Ainsi, à partir du 1er janvier prochain, les entreprises réalisant un chiffre d’affaires supérieur ou égal à 2 millions de dirhams effectueront le paiement des droits de timbre via une déclaration trimestrielle et non plus mensuelle. Mais pour le mois de décembre 2016, il serait plus prudent de déclarer et de verser avant fin janvier. Le changement de périodicité de la déclaration ne devrait concerner que le chiffre d’affaires né à compter du 1er janvier 2017. Dans ce cas, la déclaration sera effectuée et réglée en avril prochain.

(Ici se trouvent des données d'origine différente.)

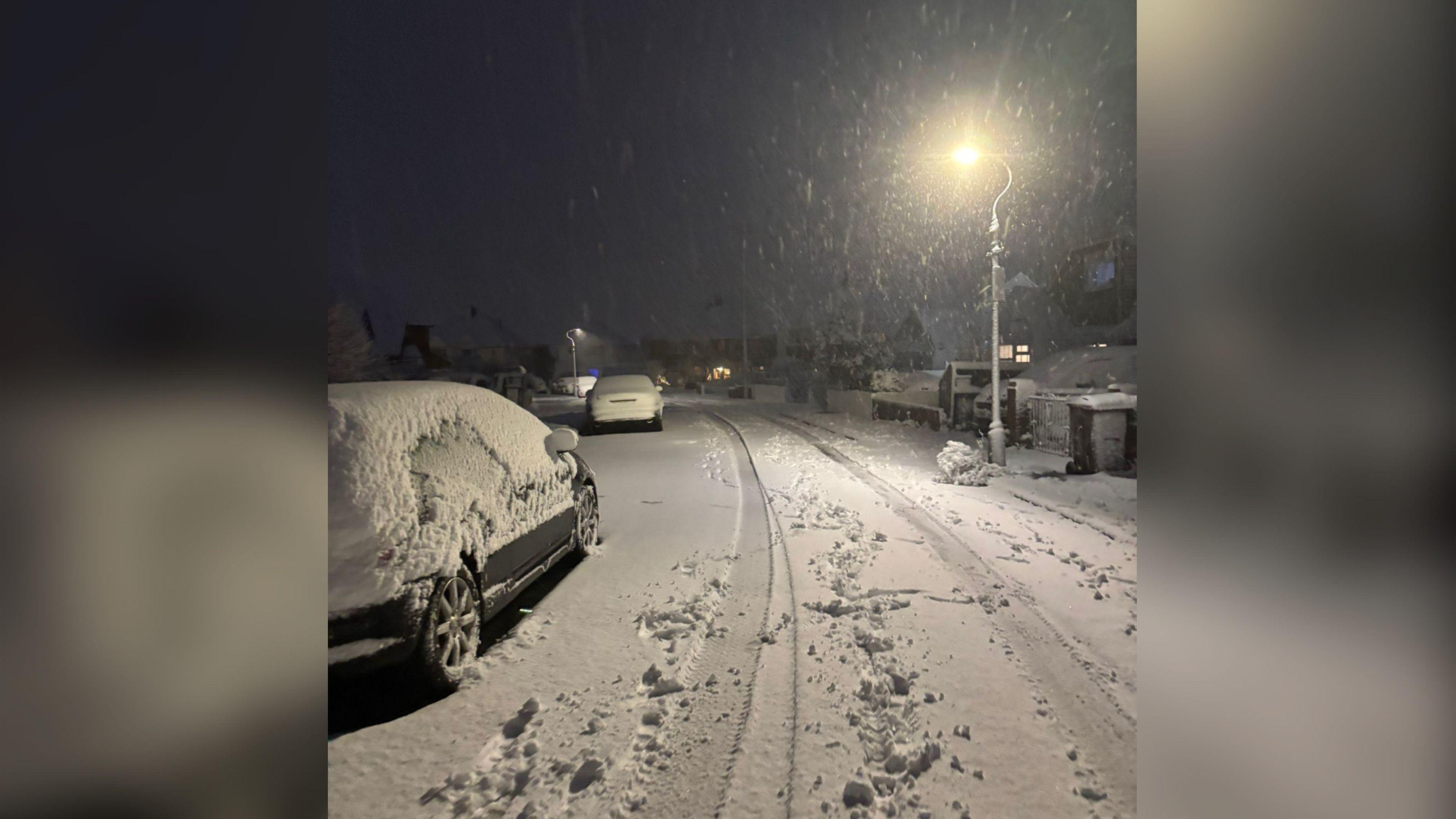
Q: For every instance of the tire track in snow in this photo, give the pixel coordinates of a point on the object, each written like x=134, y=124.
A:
x=778, y=544
x=1101, y=735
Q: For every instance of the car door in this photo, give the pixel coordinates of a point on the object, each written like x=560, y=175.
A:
x=519, y=557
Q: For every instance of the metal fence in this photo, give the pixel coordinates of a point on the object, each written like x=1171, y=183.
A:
x=1050, y=425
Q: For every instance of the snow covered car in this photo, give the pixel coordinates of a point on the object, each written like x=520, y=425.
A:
x=625, y=399
x=445, y=503
x=1069, y=372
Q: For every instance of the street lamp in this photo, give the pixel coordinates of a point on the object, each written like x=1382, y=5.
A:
x=996, y=433
x=576, y=382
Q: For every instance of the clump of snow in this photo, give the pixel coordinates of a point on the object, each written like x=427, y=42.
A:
x=887, y=381
x=421, y=473
x=965, y=465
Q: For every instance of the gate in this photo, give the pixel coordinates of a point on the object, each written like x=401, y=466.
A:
x=1050, y=425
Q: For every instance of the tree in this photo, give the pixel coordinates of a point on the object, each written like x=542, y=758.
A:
x=351, y=353
x=848, y=355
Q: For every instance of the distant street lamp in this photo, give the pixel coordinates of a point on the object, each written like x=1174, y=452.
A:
x=576, y=382
x=998, y=432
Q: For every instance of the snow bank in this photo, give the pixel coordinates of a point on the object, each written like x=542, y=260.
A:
x=963, y=465
x=424, y=471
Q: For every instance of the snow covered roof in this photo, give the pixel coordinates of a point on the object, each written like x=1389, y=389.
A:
x=424, y=471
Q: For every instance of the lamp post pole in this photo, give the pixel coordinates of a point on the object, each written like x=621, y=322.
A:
x=998, y=432
x=576, y=384
x=743, y=273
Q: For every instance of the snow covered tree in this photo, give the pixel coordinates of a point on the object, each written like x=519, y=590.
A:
x=351, y=353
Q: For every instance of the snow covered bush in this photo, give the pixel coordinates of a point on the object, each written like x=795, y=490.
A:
x=887, y=381
x=351, y=353
x=963, y=465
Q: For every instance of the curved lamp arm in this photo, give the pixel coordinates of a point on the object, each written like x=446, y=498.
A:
x=995, y=221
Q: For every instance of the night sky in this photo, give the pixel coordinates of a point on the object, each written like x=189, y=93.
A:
x=605, y=165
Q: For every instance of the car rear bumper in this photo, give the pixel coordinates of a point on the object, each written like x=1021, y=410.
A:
x=378, y=636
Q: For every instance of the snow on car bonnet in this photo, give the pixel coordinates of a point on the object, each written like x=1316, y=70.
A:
x=424, y=471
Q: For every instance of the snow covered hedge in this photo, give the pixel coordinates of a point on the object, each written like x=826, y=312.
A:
x=424, y=471
x=963, y=465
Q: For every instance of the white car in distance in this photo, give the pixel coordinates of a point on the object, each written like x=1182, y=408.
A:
x=622, y=400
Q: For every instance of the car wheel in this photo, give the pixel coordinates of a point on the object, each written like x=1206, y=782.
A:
x=589, y=518
x=452, y=630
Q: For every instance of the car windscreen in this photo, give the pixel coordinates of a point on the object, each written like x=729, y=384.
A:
x=625, y=384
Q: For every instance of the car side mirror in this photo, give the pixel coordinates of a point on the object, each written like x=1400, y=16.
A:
x=561, y=441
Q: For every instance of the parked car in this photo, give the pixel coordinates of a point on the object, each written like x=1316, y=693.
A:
x=445, y=503
x=1069, y=372
x=624, y=399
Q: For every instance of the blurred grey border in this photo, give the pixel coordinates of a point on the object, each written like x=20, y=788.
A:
x=162, y=323
x=1295, y=547
x=162, y=613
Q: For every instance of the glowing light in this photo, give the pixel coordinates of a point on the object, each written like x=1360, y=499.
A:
x=966, y=155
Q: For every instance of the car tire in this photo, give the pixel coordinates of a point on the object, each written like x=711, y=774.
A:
x=587, y=524
x=450, y=634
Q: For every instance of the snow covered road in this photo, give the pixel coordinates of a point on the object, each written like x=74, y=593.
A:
x=785, y=623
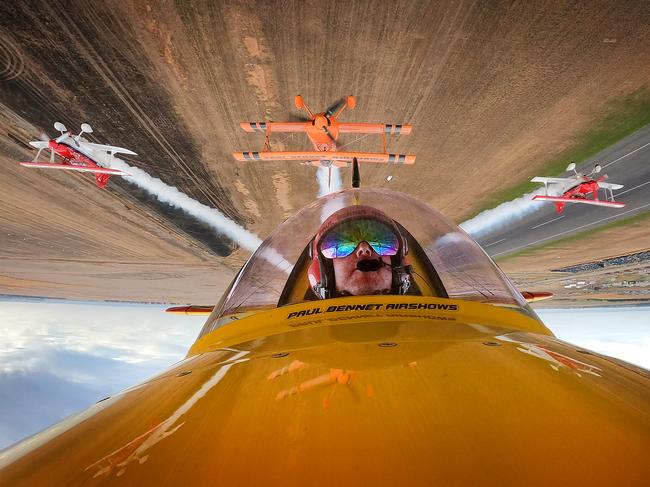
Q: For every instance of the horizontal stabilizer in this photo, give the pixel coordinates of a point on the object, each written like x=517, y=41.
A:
x=39, y=144
x=609, y=185
x=613, y=204
x=190, y=310
x=72, y=167
x=378, y=157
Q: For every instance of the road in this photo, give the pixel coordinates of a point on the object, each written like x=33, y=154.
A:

Le second changement majeur concerne la généralisation de l’obligation déclarative à toutes les entreprises réalisant un chiffre d’affaires d’au moins 2 millions de dirhams. Auparavant, cette option était facultative.
Les structures réalisant un chiffre d’affaires inférieur à 2 millions de dirhams disposent de deux options. La première consiste à coller un timbre fiscal sur la facture, représentant 0,25% du montant et qui sera répercuté sur le client. Dans la pratique, ces entreprises peuvent rencontrer des problèmes de disponibilité des timbres. La deuxième option concerne les entités utilisant un grand nombre de timbres. Elles ont la possibilité d’opter pour le paiement des droits de timbre sur déclaration. Pour ce faire, elles doivent effectuer une demande dans ce sens à l’administration fiscale.
En cas de non-application des obligations de paiement des droits de timbre, le code général des impôts (CGI) prévoit des sanctions de l’ordre de 100% des droits simples exigibles, ainsi qu’une majoration de 15%, une pénalité pour paiement tardif de 10% et une majoration de retard de 5% pour le premier retard et 0,50% par mois ou fraction de mois de retard. Le CGI prévoit également le paiement d’une pénalité de 100% du montant des droits simples avec un minimum de 1.000 dirhams en cas de dissimulation.
Le paiement du droit de timbre est une obligation prévue par la réglementation fiscale, mais elle est rarement appliquée, principalement par ignorance. L’impôt porte sur le paiement de 0,25% sur toute transaction réglée en liquide. Mais dans la pratique, elle est respectée par les seules grandes entreprises telles que les opérateurs télécoms, les régies de distribution d’eau et d’électricité et les concessionnaires, les compagnies de transport… Les grandes surfaces commerciales, par exemple, n’appliquent jamais cette disposition.

Un impôt peu rentable

Deux ans après leur entrée en vigueur, les dispositions relatives aux droits de timbre se sont révélées peu efficaces. En effet, les recettes de l’administration fiscale étaient encombrées par un grand nombre de déclarations mensuelles générant des «montants modestes». Ce qui représente une charge de travail supplémentaire et un surcoût pour l’administration fiscale, qui veut réduire au maximum les tâches à faible valeur ajoutée.